Leveraging its name recognition and established national network is one way Cars.com aims to separate itself from other third-party vendors and help sell its services to dealers who otherwise may be trying to launch their own digital solutions.

"Many dealers out there are adding digital tools to their website, but the difference when you work with us is, we're going to provide national distribution and drive traffic directly into the dealer's website," Vetter said.

Among third-party vehicle-shopping sites, Cars.com comes in second among its peers, with revenue of $654 million for the 12 months ended Sept. 30, according to AIM Group. But the company's revenue growth rate — 4 percent for that period — lags two of its key competitors, the fast-growing CarGurus and TrueCar. Revenue for CarGurus rose 46 percent to $419 million during that period, while TrueCar revenue increased 10 percent to $346 million.

Cox Automotive's Autotrader and KBB units lead the segment with $975 million in combined revenue estimated for the 12 months ended Sept. 30, according to AIM. Although a comparison to 2017 was not available, that Autotrader/KBB revenue dipped from an estimated $1 billion in 2016, AIM said. The information will be released Tuesday in AIM's 2018-2019 Automotive Advertising Annual.

A chart in Starboard Value Inc.'s letter to Cars.com shows declining EBITDA and dealer count. Photo credit: Starboard Value Inc.

Pricing pressure

Steve Dyer, managing partner of analyst research firm Craig-Hallum Capital Group, said Cars.com has been facing pricing pressure from some newcomer competitors that have offered "freemium" models for some of their services.

"The crux of the issue with Cars.com is kind of their core organic business has declined pretty steadily since they've gone public," said Dyer, who likens the loss of core dealer business to "a melting ice cube."

Still, the company generates a significant amount of free cash flow, Dyer said. It was $111.1 million in the third quarter compared with $119.6 million in the same period last year. It also has a great brand name in the industry and good margins, he added.

"There's a lot to like," Dyer said, adding, "I'm skeptical this could be a growth business again. I certainly could have my mind changed."

Dyers' firm has had a "hold" rating on Cars.com since it was spun off from media company Tegna in 2017. Cars.com was launched in the pre-social media days of 1998 by a group of Chicago-area newspapers. Its newspaper owners were bought by Gannett in 2014, before Gannett split into two companies, one of which became Tegna, Cars.com's new owner.

After being spun off from Tegna, Cars.com was listed on the New York Stock Exchange on June 1, 2017. Its initial public offering gave the company a market capitalization of $1.95 billion, after shares closed up 9 percent at $27.28 apiece. The company's 52-week high is $32.94. The shares rose with Wall Street on Wednesday, gaining 6.3 percent to close at $25.35. 

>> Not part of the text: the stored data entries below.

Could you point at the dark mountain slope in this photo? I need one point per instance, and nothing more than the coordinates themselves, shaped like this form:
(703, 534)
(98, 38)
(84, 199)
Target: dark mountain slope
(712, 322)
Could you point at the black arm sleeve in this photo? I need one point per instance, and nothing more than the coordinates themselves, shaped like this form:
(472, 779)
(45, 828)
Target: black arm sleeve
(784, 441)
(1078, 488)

"It's very undervalued, and I think that's why Starboard is doing what they're doing," said Gary Prestopino of Barrington Research Associates Inc. "In all fairness to the company, when it was part of the media companies, the media companies were just taking cash out of it and not investing in the platform," Prestopino said.

Vetter and his team have corrected this course, Prestopino said. But, like Dyer, he said newer companies such as CarGurus have been poaching some of Cars.com's business.

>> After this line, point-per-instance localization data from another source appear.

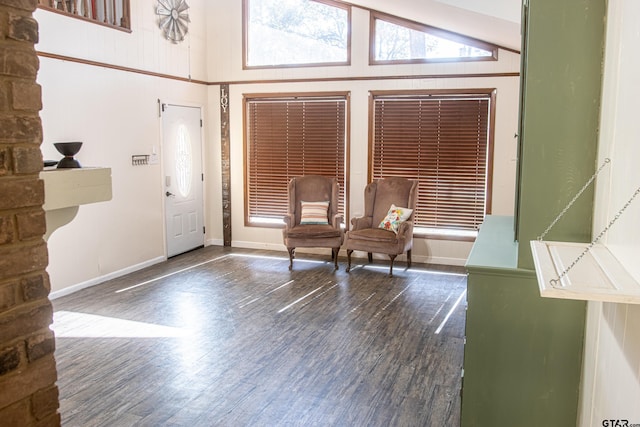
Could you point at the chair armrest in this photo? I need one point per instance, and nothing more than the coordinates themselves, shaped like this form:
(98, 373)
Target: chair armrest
(288, 221)
(406, 228)
(361, 222)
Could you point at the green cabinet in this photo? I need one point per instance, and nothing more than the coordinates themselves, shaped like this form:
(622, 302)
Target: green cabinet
(523, 353)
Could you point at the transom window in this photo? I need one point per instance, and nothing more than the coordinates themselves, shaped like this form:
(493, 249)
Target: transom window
(289, 136)
(111, 13)
(443, 140)
(396, 40)
(280, 33)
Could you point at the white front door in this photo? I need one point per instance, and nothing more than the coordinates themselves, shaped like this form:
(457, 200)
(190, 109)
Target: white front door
(182, 154)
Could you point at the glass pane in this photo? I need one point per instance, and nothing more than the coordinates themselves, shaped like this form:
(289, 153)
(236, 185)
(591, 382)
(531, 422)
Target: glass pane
(184, 161)
(397, 43)
(283, 32)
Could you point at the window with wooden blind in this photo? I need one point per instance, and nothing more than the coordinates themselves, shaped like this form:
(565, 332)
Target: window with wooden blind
(444, 140)
(289, 136)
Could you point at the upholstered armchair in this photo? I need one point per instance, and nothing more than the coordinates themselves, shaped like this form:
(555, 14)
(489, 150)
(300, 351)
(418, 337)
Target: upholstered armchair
(387, 224)
(312, 219)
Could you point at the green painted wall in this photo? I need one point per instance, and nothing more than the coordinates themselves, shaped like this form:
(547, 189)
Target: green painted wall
(523, 353)
(562, 73)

National advertising also has taken a hit. But Prestopino remains fairly bullish on Cars.com.

"It's a got a very bright future on a long-term basis," he said. "I'm a more patient investor."

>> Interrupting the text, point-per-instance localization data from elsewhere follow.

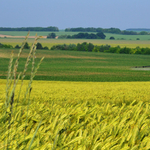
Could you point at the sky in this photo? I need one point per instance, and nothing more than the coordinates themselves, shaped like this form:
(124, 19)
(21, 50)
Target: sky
(64, 14)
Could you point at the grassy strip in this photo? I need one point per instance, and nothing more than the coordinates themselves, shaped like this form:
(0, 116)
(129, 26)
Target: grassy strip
(10, 109)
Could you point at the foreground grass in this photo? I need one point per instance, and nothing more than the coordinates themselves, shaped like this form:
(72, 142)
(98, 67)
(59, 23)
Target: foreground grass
(80, 115)
(82, 66)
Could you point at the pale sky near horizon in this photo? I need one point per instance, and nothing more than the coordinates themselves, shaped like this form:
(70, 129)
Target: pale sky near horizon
(63, 14)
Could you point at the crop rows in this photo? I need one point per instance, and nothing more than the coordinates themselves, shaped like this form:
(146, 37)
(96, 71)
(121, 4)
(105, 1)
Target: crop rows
(78, 115)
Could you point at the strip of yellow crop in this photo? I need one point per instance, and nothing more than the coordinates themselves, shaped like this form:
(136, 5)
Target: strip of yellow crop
(82, 115)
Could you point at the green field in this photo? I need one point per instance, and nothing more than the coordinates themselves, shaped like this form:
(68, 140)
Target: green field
(82, 66)
(108, 35)
(129, 40)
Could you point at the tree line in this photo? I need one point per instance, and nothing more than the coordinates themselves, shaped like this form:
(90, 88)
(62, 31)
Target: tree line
(108, 30)
(30, 29)
(99, 35)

In the third-quarter earnings call, Vetter acknowledged a "competitive environment" but said not all dealer cancellations are equal. Some large dealership groups had been demanding rate concessions, and in some cases, the company is walking away instead of conceding in order to preserve its value.

"Our own data shows that about 20 percent of our dealers re-sign with us within a six-month window," Vetter said in the earnings call. "So they feel the pinch of not being on our platform."